Isaac Foster

アイザック・フォスター|殺戮の天使

※ゲームのネタバレを含みます。ご注意ください

トップノートは、ドライな渋みから始まります。ダークな印象のあるブラックペッパーの香りです。出会った当初「今から3秒数えてやる。だからさぁ、逃げてみろよ!」と追いかけてくるザックの、悪夢のような恐怖感を感じられます。
そこに刺々しいライムの疾走感が重なり、暗くも軽やかな雰囲気にもなっています。短絡的で衝動的なザックの性格を物語るような香りで、深く考えることなく人を殺したり、B4のエディのフロアで笑いながらノリノリで全部の墓石を壊しまくるザックが目に浮かぶようです。

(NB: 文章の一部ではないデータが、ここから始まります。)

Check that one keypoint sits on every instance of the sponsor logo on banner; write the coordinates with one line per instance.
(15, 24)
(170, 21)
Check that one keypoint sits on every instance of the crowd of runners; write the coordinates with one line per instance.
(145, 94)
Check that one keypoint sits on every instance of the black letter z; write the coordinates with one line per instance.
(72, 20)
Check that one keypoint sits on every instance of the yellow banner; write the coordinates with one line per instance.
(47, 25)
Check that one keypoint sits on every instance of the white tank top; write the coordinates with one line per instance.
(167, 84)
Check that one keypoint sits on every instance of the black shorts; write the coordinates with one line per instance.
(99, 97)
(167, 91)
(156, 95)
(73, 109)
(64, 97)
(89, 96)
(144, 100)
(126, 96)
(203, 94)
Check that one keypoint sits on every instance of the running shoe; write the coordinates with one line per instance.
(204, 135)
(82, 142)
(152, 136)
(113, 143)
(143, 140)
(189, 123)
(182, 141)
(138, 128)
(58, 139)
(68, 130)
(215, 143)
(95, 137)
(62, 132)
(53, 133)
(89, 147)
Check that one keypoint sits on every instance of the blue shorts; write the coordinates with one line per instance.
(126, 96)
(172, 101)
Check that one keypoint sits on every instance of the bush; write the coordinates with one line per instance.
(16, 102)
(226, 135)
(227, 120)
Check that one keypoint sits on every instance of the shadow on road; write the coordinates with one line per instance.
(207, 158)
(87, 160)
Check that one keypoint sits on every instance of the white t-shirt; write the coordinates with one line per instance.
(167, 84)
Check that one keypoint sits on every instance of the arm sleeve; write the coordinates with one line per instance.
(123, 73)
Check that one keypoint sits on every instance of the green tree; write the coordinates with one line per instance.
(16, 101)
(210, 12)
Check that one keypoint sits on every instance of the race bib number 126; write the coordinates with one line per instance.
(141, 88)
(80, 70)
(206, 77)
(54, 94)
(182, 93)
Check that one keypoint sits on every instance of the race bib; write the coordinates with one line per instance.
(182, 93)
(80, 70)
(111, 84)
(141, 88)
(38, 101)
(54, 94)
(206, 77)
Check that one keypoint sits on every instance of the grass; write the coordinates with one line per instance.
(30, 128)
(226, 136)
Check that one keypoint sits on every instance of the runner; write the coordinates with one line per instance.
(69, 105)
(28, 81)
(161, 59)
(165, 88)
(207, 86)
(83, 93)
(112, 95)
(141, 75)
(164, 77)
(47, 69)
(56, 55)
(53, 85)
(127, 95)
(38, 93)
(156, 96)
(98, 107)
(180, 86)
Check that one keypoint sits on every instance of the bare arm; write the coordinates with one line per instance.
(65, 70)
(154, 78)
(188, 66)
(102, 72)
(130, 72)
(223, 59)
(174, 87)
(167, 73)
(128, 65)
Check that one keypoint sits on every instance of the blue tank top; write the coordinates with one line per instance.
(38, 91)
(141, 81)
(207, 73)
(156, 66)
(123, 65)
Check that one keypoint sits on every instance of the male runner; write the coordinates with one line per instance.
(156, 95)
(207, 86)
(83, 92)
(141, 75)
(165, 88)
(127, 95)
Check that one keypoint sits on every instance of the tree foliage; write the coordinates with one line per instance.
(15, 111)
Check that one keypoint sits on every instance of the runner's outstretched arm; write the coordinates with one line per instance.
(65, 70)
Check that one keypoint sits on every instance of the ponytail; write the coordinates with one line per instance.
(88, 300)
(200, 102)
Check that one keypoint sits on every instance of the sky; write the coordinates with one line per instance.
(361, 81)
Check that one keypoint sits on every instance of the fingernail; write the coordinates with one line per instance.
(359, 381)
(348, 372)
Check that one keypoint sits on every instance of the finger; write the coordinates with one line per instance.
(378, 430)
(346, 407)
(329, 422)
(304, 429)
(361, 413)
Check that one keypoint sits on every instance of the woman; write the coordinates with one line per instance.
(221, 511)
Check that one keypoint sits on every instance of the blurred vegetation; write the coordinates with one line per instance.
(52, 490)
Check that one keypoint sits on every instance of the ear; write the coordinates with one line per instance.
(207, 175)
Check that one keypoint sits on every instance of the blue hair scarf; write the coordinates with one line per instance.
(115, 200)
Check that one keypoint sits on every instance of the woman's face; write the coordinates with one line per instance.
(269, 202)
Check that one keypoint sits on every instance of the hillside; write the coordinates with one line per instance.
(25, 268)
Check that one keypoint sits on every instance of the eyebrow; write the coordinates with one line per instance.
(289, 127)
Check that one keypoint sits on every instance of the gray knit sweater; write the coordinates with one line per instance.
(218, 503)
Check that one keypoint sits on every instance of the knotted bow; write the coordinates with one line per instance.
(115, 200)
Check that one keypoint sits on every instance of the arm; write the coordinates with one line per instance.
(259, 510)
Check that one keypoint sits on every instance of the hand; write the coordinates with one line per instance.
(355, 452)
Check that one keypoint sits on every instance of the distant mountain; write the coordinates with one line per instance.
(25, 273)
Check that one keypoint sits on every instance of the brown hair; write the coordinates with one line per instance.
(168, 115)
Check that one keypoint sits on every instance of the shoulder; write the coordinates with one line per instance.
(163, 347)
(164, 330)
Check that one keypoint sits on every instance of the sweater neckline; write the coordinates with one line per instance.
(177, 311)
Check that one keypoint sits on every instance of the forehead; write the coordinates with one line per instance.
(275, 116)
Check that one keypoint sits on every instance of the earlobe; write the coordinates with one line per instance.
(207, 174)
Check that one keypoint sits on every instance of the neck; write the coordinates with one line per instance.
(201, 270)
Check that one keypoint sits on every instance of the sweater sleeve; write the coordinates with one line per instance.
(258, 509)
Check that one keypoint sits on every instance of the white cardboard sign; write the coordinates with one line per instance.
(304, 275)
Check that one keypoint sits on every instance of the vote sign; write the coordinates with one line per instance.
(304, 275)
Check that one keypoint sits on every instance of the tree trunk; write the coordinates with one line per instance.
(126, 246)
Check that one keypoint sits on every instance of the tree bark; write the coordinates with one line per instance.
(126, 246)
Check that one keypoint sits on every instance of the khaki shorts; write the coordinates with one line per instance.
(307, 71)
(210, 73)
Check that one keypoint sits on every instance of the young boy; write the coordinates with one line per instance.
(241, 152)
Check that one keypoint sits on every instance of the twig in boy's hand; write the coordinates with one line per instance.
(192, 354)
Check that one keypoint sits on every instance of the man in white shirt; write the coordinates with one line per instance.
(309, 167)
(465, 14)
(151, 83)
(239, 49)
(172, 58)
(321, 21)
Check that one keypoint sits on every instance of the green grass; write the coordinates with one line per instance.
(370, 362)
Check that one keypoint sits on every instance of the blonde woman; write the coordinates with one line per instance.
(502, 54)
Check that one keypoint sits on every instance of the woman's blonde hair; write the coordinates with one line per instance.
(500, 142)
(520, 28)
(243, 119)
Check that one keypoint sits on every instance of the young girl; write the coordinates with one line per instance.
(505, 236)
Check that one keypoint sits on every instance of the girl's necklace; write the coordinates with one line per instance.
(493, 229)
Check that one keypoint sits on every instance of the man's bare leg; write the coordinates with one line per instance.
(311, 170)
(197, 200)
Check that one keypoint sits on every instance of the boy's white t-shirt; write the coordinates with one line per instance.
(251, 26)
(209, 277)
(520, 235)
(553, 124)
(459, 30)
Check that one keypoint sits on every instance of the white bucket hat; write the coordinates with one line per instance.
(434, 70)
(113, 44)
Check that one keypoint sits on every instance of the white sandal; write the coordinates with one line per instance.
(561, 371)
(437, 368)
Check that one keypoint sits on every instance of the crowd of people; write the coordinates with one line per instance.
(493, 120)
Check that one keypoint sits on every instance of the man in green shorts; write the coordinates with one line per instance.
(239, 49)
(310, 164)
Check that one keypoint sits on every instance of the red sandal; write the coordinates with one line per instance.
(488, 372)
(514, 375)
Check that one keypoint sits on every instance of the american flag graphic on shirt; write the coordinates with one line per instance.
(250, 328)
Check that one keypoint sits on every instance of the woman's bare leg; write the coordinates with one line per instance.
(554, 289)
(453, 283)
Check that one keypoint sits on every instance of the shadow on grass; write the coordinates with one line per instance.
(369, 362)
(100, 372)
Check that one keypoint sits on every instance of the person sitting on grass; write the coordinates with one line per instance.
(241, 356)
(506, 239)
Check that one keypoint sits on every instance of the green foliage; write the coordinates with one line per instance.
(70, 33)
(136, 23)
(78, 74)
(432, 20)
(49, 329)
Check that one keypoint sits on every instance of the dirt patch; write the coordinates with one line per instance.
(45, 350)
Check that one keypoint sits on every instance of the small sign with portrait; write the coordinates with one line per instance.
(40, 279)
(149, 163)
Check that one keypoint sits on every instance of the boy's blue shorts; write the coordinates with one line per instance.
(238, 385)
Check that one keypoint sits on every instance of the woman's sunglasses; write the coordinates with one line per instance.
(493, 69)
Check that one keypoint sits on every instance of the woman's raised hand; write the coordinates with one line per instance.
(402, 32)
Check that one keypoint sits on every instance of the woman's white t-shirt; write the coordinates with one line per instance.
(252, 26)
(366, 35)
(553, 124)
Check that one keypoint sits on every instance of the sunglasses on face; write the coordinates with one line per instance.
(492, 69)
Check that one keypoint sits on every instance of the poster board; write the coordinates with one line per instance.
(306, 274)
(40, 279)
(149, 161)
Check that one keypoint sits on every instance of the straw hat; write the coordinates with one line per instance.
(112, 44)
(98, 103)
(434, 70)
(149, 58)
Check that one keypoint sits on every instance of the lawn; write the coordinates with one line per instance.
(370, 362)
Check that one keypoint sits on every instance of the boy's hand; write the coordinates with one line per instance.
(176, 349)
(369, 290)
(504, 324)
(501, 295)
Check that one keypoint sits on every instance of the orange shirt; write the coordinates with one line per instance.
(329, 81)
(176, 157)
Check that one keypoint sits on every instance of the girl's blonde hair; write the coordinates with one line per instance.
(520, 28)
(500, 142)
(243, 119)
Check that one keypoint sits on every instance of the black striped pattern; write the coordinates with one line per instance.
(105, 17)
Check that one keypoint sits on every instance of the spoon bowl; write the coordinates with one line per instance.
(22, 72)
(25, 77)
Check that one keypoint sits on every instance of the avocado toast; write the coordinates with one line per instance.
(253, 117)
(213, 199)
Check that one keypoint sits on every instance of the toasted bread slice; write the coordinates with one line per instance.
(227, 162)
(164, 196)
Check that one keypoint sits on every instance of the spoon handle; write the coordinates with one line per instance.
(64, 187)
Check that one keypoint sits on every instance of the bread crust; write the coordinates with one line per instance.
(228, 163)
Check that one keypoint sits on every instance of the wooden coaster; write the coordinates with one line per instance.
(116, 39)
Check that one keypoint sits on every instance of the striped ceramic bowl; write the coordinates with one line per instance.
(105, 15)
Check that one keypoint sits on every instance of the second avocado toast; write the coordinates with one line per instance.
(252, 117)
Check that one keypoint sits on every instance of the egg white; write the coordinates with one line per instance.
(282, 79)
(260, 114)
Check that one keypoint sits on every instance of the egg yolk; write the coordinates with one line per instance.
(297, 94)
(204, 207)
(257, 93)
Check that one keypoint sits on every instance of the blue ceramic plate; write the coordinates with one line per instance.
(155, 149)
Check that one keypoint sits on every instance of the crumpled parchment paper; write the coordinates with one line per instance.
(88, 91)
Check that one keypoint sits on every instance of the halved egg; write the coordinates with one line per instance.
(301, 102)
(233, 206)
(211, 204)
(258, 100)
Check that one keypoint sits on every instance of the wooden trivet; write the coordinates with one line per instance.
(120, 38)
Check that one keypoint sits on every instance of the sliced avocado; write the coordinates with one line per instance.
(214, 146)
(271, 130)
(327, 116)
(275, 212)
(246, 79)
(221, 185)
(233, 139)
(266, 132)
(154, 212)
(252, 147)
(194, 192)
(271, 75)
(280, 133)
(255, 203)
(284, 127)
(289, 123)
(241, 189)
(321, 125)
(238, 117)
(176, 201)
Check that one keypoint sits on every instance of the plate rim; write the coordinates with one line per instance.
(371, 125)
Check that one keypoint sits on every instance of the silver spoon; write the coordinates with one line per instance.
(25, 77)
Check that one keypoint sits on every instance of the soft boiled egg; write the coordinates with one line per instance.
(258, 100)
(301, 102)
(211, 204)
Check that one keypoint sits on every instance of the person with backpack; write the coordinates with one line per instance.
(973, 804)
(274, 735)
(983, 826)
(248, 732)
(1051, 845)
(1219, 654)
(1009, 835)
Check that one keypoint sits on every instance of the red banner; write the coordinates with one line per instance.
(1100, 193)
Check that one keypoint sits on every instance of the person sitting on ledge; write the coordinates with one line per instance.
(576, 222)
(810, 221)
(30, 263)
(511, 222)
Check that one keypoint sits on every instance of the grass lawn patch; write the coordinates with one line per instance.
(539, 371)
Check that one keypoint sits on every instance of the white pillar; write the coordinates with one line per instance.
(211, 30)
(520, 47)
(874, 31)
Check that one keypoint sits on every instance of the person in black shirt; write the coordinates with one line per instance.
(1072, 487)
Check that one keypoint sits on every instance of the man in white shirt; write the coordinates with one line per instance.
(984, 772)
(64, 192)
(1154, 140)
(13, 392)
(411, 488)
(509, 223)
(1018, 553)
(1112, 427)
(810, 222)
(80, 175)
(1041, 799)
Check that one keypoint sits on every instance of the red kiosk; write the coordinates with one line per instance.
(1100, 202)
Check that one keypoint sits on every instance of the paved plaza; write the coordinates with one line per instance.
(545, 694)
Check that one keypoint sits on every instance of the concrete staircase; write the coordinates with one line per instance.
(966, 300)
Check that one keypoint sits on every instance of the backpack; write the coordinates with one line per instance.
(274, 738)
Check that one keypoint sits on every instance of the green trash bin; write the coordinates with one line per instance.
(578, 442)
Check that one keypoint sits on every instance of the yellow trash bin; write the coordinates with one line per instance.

ここからミドルノートになると、ほろ苦いジンジャーの熱感が出てきます。かつてその身を焼いた炎を物語るかのような、息苦しくるような香りです。
そこに、しっとりとしたダフネの甘みが加わって、どんどんと暗い印象のな香りに変わっていきます。彼の凄惨な過去と、それによって出来上がった殺人鬼の姿が思い起こされるようです。「幸せそうな奴とか、うれしそうにしている奴を見るとよ……つい、殺しちまう」と言うザックが思い出される香りです。

ただラストノートは、どこか真っすぐなシダーウッドが香りだします。さらにアンバーの温もりが少しだけ重なって、「天使」ではなく「人間」であるザックを思わせるような香りとなります。レイチェルに、目の前にいるのは"神様"じゃないんだと伝え、「自分のことは自分で決めろ!」と語るザックを思わせます。
また、ほんの少しだけプラムブロッサムの甘みも出てきます。レイに「……お願い」と言われると、「そう言えばいいと思ってんじゃねえだろうな」と言いながらもお願いを聞いてしまうザックの、分かりづらい優しさも感じられます。

全体的には、ほの暗くて苦く、出会ったら絶望しかないような殺人鬼としての姿を感じる香りです。
ですが、その底知れない不穏さの影に潜ませた、ほのかな温もりが印象的なフレグランスとなっています。